I do like the theme of the episode. The idea is that God tells Beth to do something to save the hospital where her daughter was born. Beth settles on the idea of doing a charity run despite not trusting charities herself. She has trouble because all of her friends don't want to help her out. Her restaurant friends are too busy trying to keep their business afloat and they turn her idea down of giving away free pizza at the charity. Which is actually a good business practice since it promotes their restaurant, but I guess there's a reason they are apparently struggling. As for her other friends? They would rather help out their pet charity, ballerina. Beth looks down on them both: one half of her friends are only looking out for themselves while the other half are supporting charities that she doesn't think are worthwhile. Her train of logic is that she's trying to save a hospital that is important in actually saving people's lives rather than the limited contribution ballet has to society.
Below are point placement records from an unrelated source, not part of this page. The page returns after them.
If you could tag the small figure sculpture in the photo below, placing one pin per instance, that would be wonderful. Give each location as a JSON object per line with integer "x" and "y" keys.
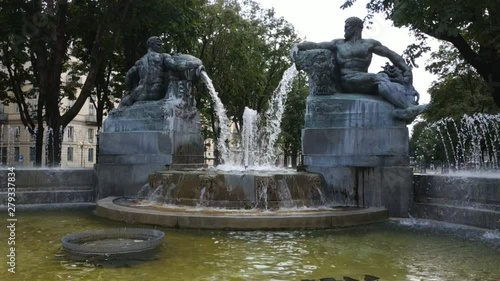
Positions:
{"x": 150, "y": 77}
{"x": 352, "y": 57}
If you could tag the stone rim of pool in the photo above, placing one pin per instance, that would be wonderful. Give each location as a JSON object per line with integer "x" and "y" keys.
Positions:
{"x": 320, "y": 218}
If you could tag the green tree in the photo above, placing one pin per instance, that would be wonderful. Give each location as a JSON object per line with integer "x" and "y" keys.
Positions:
{"x": 245, "y": 51}
{"x": 471, "y": 27}
{"x": 290, "y": 140}
{"x": 459, "y": 89}
{"x": 45, "y": 38}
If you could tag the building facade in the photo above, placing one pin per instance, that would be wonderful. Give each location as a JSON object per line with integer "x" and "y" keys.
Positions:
{"x": 17, "y": 145}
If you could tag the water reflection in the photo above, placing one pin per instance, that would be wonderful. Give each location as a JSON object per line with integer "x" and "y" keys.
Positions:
{"x": 396, "y": 250}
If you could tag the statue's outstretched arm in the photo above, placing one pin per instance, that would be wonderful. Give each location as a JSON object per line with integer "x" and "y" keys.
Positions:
{"x": 396, "y": 59}
{"x": 312, "y": 45}
{"x": 132, "y": 78}
{"x": 332, "y": 46}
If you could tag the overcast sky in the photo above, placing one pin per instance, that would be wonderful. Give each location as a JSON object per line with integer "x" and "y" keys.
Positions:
{"x": 323, "y": 20}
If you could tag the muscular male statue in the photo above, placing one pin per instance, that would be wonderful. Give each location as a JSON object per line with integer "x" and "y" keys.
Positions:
{"x": 148, "y": 79}
{"x": 353, "y": 56}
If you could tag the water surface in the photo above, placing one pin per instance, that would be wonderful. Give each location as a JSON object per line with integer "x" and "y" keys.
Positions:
{"x": 395, "y": 250}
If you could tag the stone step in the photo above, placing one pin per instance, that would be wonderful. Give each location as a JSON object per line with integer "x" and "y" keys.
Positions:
{"x": 467, "y": 215}
{"x": 48, "y": 207}
{"x": 50, "y": 196}
{"x": 461, "y": 203}
{"x": 478, "y": 190}
{"x": 49, "y": 188}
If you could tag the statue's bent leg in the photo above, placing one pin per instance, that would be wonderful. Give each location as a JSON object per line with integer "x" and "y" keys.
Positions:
{"x": 361, "y": 83}
{"x": 394, "y": 93}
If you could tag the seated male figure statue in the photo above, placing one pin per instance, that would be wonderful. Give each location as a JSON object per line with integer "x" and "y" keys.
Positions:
{"x": 353, "y": 56}
{"x": 148, "y": 79}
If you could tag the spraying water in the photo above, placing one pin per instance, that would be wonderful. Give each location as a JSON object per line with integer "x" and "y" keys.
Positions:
{"x": 258, "y": 144}
{"x": 274, "y": 114}
{"x": 472, "y": 143}
{"x": 223, "y": 120}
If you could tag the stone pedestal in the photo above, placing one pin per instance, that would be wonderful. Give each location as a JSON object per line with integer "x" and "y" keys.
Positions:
{"x": 144, "y": 138}
{"x": 361, "y": 150}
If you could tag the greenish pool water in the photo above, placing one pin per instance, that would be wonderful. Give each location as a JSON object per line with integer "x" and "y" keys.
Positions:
{"x": 394, "y": 250}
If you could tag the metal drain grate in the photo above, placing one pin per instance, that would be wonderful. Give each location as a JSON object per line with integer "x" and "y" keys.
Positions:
{"x": 113, "y": 241}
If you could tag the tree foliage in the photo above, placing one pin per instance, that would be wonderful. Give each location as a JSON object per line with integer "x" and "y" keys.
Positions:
{"x": 290, "y": 140}
{"x": 245, "y": 51}
{"x": 471, "y": 27}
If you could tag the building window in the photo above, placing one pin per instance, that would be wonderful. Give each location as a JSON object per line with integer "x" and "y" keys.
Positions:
{"x": 91, "y": 109}
{"x": 4, "y": 155}
{"x": 17, "y": 133}
{"x": 71, "y": 133}
{"x": 91, "y": 155}
{"x": 32, "y": 154}
{"x": 70, "y": 104}
{"x": 16, "y": 153}
{"x": 70, "y": 154}
{"x": 91, "y": 135}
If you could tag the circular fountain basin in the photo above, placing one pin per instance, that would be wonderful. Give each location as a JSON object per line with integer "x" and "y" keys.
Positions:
{"x": 135, "y": 211}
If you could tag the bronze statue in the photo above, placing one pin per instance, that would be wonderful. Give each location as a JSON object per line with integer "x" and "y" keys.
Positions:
{"x": 150, "y": 77}
{"x": 352, "y": 57}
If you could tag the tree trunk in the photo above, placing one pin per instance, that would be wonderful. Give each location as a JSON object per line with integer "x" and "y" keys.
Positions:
{"x": 39, "y": 145}
{"x": 285, "y": 159}
{"x": 295, "y": 154}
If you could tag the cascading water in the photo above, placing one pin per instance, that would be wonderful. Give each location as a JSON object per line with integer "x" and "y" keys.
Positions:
{"x": 261, "y": 186}
{"x": 473, "y": 143}
{"x": 1, "y": 144}
{"x": 274, "y": 114}
{"x": 224, "y": 124}
{"x": 258, "y": 144}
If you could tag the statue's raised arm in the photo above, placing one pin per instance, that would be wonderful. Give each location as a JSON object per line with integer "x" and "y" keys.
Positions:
{"x": 306, "y": 45}
{"x": 348, "y": 72}
{"x": 396, "y": 59}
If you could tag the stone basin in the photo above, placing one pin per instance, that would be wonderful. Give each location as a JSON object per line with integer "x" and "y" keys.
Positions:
{"x": 238, "y": 189}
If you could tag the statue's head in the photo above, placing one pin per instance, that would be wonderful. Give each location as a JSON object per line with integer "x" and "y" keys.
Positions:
{"x": 155, "y": 44}
{"x": 353, "y": 27}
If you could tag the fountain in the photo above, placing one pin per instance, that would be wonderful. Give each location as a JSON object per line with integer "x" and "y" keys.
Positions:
{"x": 244, "y": 193}
{"x": 470, "y": 144}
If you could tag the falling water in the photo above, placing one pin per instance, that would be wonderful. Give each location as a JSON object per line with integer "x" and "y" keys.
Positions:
{"x": 258, "y": 144}
{"x": 1, "y": 144}
{"x": 223, "y": 120}
{"x": 284, "y": 194}
{"x": 249, "y": 133}
{"x": 156, "y": 196}
{"x": 47, "y": 141}
{"x": 10, "y": 145}
{"x": 274, "y": 113}
{"x": 474, "y": 142}
{"x": 144, "y": 192}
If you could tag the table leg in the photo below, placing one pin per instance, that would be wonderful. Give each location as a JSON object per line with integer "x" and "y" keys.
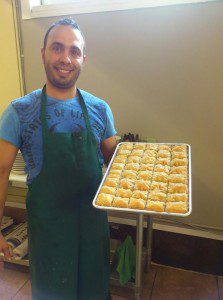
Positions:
{"x": 139, "y": 245}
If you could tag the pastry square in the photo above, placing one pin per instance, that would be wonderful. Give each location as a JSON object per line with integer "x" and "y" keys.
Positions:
{"x": 161, "y": 186}
{"x": 123, "y": 193}
{"x": 177, "y": 188}
{"x": 177, "y": 198}
{"x": 160, "y": 177}
{"x": 113, "y": 182}
{"x": 129, "y": 174}
{"x": 120, "y": 159}
{"x": 140, "y": 194}
{"x": 162, "y": 168}
{"x": 137, "y": 152}
{"x": 127, "y": 146}
{"x": 134, "y": 159}
{"x": 148, "y": 160}
{"x": 163, "y": 153}
{"x": 104, "y": 200}
{"x": 107, "y": 190}
{"x": 145, "y": 175}
{"x": 176, "y": 207}
{"x": 146, "y": 167}
{"x": 136, "y": 203}
{"x": 176, "y": 162}
{"x": 142, "y": 185}
{"x": 179, "y": 148}
{"x": 179, "y": 170}
{"x": 117, "y": 166}
{"x": 126, "y": 184}
{"x": 155, "y": 206}
{"x": 132, "y": 166}
{"x": 120, "y": 202}
{"x": 179, "y": 155}
{"x": 152, "y": 147}
{"x": 156, "y": 195}
{"x": 139, "y": 146}
{"x": 178, "y": 178}
{"x": 164, "y": 147}
{"x": 163, "y": 161}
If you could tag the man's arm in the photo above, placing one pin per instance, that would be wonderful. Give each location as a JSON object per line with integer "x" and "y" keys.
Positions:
{"x": 107, "y": 148}
{"x": 7, "y": 157}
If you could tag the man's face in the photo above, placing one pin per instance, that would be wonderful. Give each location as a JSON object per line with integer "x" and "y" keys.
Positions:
{"x": 63, "y": 56}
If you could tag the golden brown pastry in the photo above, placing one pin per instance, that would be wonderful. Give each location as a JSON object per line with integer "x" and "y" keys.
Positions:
{"x": 136, "y": 203}
{"x": 126, "y": 146}
{"x": 137, "y": 152}
{"x": 177, "y": 188}
{"x": 177, "y": 198}
{"x": 132, "y": 166}
{"x": 162, "y": 168}
{"x": 124, "y": 193}
{"x": 163, "y": 161}
{"x": 162, "y": 186}
{"x": 117, "y": 166}
{"x": 152, "y": 146}
{"x": 120, "y": 159}
{"x": 179, "y": 155}
{"x": 120, "y": 202}
{"x": 176, "y": 162}
{"x": 140, "y": 194}
{"x": 178, "y": 178}
{"x": 107, "y": 190}
{"x": 155, "y": 195}
{"x": 179, "y": 148}
{"x": 163, "y": 153}
{"x": 127, "y": 184}
{"x": 151, "y": 153}
{"x": 164, "y": 147}
{"x": 134, "y": 159}
{"x": 148, "y": 160}
{"x": 146, "y": 167}
{"x": 179, "y": 170}
{"x": 145, "y": 175}
{"x": 142, "y": 185}
{"x": 129, "y": 174}
{"x": 155, "y": 206}
{"x": 104, "y": 200}
{"x": 176, "y": 207}
{"x": 139, "y": 146}
{"x": 160, "y": 176}
{"x": 113, "y": 182}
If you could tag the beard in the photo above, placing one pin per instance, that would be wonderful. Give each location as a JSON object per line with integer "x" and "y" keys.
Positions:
{"x": 59, "y": 81}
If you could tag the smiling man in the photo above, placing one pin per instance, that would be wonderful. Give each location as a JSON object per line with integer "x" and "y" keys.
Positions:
{"x": 65, "y": 135}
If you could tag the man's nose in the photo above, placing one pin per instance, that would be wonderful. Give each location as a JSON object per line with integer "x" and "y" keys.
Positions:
{"x": 65, "y": 57}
I disagree with that assertion as I think methods of artistic impression is what gives value to the lives that hospitals safe. Without ballerinas and other forms of art (like film), then what's really the point of living? I digressed. So Beth is basically being holier than thou only it gets worse. She doesn't really have a conflict with her husband, as he's willing to go along on the ride for now. He's realized resisting is useless so he's only getting it over with so she could move on to her next crazy plan. Her daughter is surprisingly helpful but she was only helping so that she could get permission to go to a concert. When Beth realizes that her daughter had selfish aspirations, she forbade her daughter from running in the race. Beth was basically judging people for not being as good as her. God gives her a fever as a result and makes her run the race. She collapses for a bit, realizes the errors of her way, and apologizes to people by eating mud apology pies. Everyone is happy and the season concludes.
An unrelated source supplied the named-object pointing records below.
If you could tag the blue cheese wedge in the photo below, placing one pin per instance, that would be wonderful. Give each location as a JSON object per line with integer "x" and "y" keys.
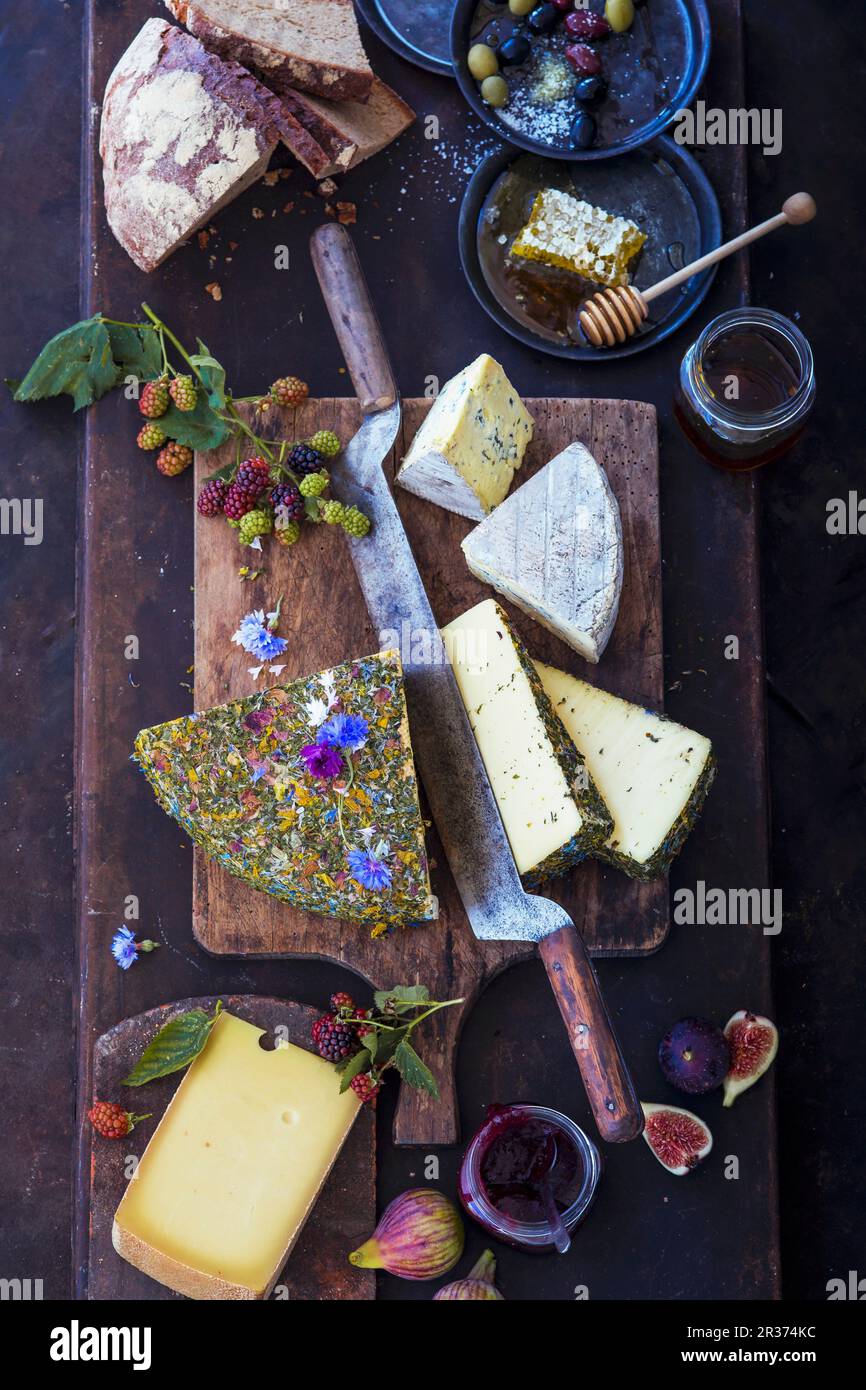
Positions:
{"x": 473, "y": 441}
{"x": 652, "y": 773}
{"x": 555, "y": 548}
{"x": 551, "y": 809}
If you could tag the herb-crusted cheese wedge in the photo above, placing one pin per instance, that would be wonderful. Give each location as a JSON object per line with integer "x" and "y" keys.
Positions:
{"x": 306, "y": 791}
{"x": 467, "y": 451}
{"x": 652, "y": 773}
{"x": 555, "y": 548}
{"x": 551, "y": 809}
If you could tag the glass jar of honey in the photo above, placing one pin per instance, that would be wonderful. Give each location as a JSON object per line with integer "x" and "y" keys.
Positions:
{"x": 745, "y": 388}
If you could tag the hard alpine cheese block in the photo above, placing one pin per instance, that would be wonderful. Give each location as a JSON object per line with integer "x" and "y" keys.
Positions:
{"x": 555, "y": 548}
{"x": 470, "y": 445}
{"x": 234, "y": 1166}
{"x": 652, "y": 773}
{"x": 306, "y": 791}
{"x": 551, "y": 809}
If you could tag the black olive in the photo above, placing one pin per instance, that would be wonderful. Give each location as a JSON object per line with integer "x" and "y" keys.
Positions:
{"x": 515, "y": 50}
{"x": 544, "y": 18}
{"x": 591, "y": 89}
{"x": 583, "y": 131}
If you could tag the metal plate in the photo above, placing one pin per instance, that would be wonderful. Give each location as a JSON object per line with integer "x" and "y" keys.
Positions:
{"x": 417, "y": 29}
{"x": 676, "y": 34}
{"x": 662, "y": 186}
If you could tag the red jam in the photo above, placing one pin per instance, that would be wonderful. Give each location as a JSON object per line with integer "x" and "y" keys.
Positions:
{"x": 521, "y": 1154}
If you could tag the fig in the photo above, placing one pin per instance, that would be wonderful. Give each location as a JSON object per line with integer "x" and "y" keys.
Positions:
{"x": 694, "y": 1057}
{"x": 677, "y": 1137}
{"x": 752, "y": 1043}
{"x": 419, "y": 1236}
{"x": 478, "y": 1283}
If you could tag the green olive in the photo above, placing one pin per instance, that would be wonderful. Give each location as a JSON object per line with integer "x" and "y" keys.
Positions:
{"x": 495, "y": 91}
{"x": 619, "y": 14}
{"x": 483, "y": 61}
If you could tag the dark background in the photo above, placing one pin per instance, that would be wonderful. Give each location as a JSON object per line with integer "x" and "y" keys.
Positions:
{"x": 804, "y": 57}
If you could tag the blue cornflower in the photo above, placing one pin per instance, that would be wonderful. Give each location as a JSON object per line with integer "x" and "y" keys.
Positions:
{"x": 344, "y": 731}
{"x": 369, "y": 870}
{"x": 256, "y": 637}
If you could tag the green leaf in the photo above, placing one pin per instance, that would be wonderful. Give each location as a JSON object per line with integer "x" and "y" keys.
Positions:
{"x": 413, "y": 1070}
{"x": 175, "y": 1045}
{"x": 401, "y": 997}
{"x": 77, "y": 363}
{"x": 136, "y": 352}
{"x": 199, "y": 428}
{"x": 360, "y": 1062}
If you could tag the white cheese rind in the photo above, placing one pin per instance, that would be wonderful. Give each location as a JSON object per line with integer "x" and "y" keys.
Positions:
{"x": 551, "y": 811}
{"x": 652, "y": 773}
{"x": 555, "y": 548}
{"x": 471, "y": 442}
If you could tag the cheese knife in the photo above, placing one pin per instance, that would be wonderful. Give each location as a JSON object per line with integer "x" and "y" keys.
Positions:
{"x": 458, "y": 788}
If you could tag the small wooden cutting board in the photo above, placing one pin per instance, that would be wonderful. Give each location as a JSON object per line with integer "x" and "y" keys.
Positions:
{"x": 325, "y": 622}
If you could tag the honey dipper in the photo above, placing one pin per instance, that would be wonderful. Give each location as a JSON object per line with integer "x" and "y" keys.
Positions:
{"x": 612, "y": 316}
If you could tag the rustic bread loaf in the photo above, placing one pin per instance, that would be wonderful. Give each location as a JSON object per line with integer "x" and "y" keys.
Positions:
{"x": 350, "y": 131}
{"x": 313, "y": 45}
{"x": 182, "y": 134}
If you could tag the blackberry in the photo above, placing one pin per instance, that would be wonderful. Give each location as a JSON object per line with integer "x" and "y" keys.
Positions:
{"x": 327, "y": 442}
{"x": 184, "y": 394}
{"x": 303, "y": 459}
{"x": 252, "y": 478}
{"x": 289, "y": 391}
{"x": 150, "y": 437}
{"x": 153, "y": 401}
{"x": 355, "y": 523}
{"x": 255, "y": 523}
{"x": 173, "y": 459}
{"x": 211, "y": 498}
{"x": 337, "y": 1041}
{"x": 314, "y": 484}
{"x": 287, "y": 502}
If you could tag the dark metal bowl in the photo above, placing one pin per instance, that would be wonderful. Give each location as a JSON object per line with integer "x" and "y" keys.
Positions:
{"x": 697, "y": 22}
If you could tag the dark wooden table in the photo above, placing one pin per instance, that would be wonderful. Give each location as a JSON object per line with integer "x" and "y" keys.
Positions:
{"x": 649, "y": 1237}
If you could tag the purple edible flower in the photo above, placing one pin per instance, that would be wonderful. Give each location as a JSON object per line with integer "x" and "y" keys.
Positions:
{"x": 344, "y": 731}
{"x": 367, "y": 870}
{"x": 323, "y": 761}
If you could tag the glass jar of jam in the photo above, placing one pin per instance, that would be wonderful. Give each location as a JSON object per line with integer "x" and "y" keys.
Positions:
{"x": 745, "y": 388}
{"x": 519, "y": 1151}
Save Me is a short-lived show. It lasted only seven episodes. Thirteen were actually made but the first five episodes were apparently so off-target that the network decided not to air them. That's probably a wise move because the episodes we did get were pretty strong. It's surprising how funny this show could be. As for the religious element, I thought it was a great, if flawed, take on religion. I was fearful that Beth would be the joke and she was to a point. What was the real joke of the series was really how the world was reacting for someone trying to improve her life once she started to get spiritual. That's where a lot of the humor came in. It's exploration of spiritual values while at the same time undermining some traditional social values was also a direction that the show would often take. It managed to mostly work within the writing. I might not have always agreed with Save Me's conclusions or assessments but I did appreciate what the series was actually trying to do. The first season was a small, but brief, delight even if it did end on a somewhat weak note. It's too bad there isn't going to be a second season.

Oh, well.

Holier than Thou was a decent episode. It wasn't the best one as it undermined itself when it brought God's figure into the mix. Casting Betty White was the easy choice to make which made it somewhat predictable. Of course Betty White is going to play God. That doesn't make God a woman as we later see him take the form of a man. Looks Like Beth will never learn God's gender. It had a good strong central theme of Beth having to learn to control her judgmental attitude-one that a lot of religious people have to learn as well. The season finale had it's moments but it's a pity that the writers stumbled with God in the end.